JAKARTA, RADIANTVOICE.ID – Perdana Menteri Malaysia Anwar Ibrahim secara terbuka meminta bantuan Presiden Indonesia Prabowo Subianto untuk menggunakan kekuatan militer dan intelijen Indonesia dalam penyelesaian konflik berkepanjangan di Myanmar. Namun, bukan untuk tujuan militer ofensif, melainkan sebagai alat diplomasi dan mediasi antara kelompok-kelompok yang bertikai.
“Saya juga meminta bantuan Bapak Presiden untuk menggunakan segala kapasitas militer maupun intelijen, bukan dalam bentuk serangan. Tetapi untuk berdialog dan menjembatani kesepahaman di antara kelompok-kelompok di Myanmar,” ujar Anwar dalam konferensi pers bersama usai pertemuan bilateral di Istana Merdeka, Jakarta, Jumat (27/6/2025).

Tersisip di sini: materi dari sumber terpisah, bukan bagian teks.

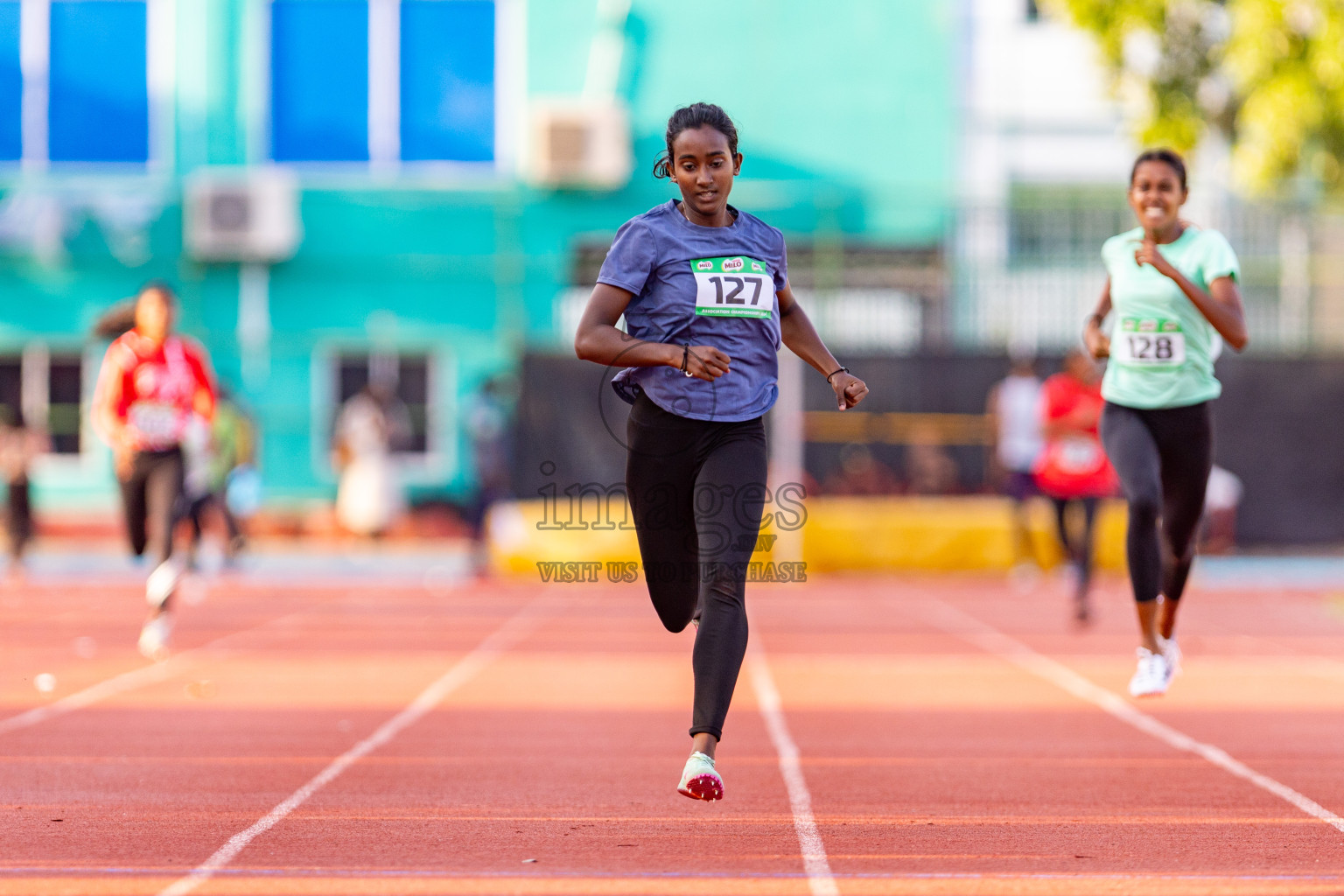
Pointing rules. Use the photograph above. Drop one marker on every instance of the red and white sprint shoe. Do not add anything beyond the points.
(699, 780)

Anwar menilai Indonesia memiliki modal sejarah dan kapasitas strategis yang kuat dalam peran mediasi kawasan Asia Tenggara. Pengalaman Indonesia dalam meredakan ketegangan internal Myanmar menjadi dasar permintaannya.
“Indonesia memiliki pengalaman dan sejarah panjang dalam membantu mengurangi tekanan konflik internal di Myanmar,” tegasnya.
Permintaan ini memperkuat posisi Indonesia sebagai aktor regional penting di kawasan ASEAN, terutama dalam menyikapi krisis multidimensi di Myanmar yang hingga kini belum menemui titik damai pasca kudeta militer pada 2021.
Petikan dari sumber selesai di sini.